语音有效检测模块(VAD)

来源：音视频小话
链接：https://mp.weixin.qq.com/s/43KlmfNxXYpryG1Ssjq-1w

上一篇博文总体描述如何构造一个webrtc视频会议实时语音翻译文字的总体架构：webrtc视频会议AI实时语音转字幕。

其中语音转文字部分的第一步需要有效的语音断句，这里采用VAD方法(Voice Activity Detection)，检测语音会话什么时候开始(有声音)，什么时候结束(无声音)。

实际上，当前openai的webrtc语音接入，用户语音的输入也是经过了语音转文字的过程，其中也有经过VAD到ASR的过程。

见openai webrtc接入文档中：Transcription begins when the input audio buffer is committed by the client or server (in server_vad mode).在信令初始化过程中，可以设定openai webrtc服务端的vad参数：

        "turn_detection": {
            "type": "server_vad",
            "threshold": 0.5,
            "prefix_padding_ms": 300,
            "silence_duration_ms": 200
        },

Realtime API models accept audio natively, and thus input transcription is a separate process run on a separate ASR (Automatic Speech Recognition) model, currently always whisper-1。

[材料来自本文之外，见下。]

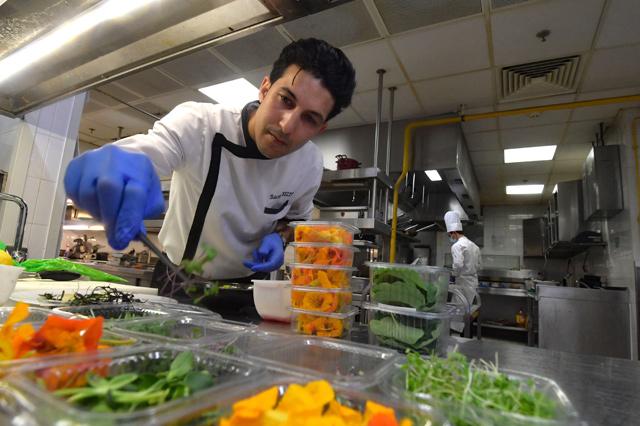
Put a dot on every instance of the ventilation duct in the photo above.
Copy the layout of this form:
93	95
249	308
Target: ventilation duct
542	78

也就是openai的webrtc语音接入，语音转文字，也是要在服务的实现VAD和ASR的。而且ASR服务当前使用的是whisper-1(其模型也已经开源)。

本文介绍两种vad开源实现。推荐两个常用的vad开源：

libwebrtc中的vad
fftw3

1、libwebrtc中的vad

libwebrtc库是webrtc客户端常用的动态库，东西非常多，也非常大。很多模块可以进行抽离后，直接拿出来使用，vad就是非常容易抽离和独立应用的模块。libwebrtc地址：

git clone https://webrtc.googlesource.com/src

1.1 vad部分的代码抽取

代码路径：

common_audio/vad

vad的模块比较独立，仅仅需要include几个外部的头文件：

rtc_base/sanitizer.h
rtc_base/compile_assert_c.h
common_audio/signal_processing/
thirty_payty/spl_sqrt_floor

1.2 代码示例

webrtc中常用opus编码，采样率48000，双通道，解码后采用int16_t类型的pcm数据

VadInst* vad = WebRtcVad_Create();
WebRtcVad_Init(vad);

//设置敏感度
WebRtcVad_set_mode(vad, 3);

int sampleRate = 48000;
int frameLength = 960;

for (...) {
  int16_t* frame = ReadFrameSample(frameLength);
  
  int ret = WebRtcVad_Process(vad, sampleRate, 
              frame, frameLength);
//ret == 1, voice is valid.
  vad_callback_->OnCallback(ret);
 
}

WebRtcVad_Free(vad);

2、fftw3

FFTW（Fastest Fourier Transform in the West）是一个用于计算快速傅里叶变换（FFT）的高性能C库。可以用来做VAD检测。它的功能非常强大，不仅仅可以用来做vad。debian系统可以直接安装。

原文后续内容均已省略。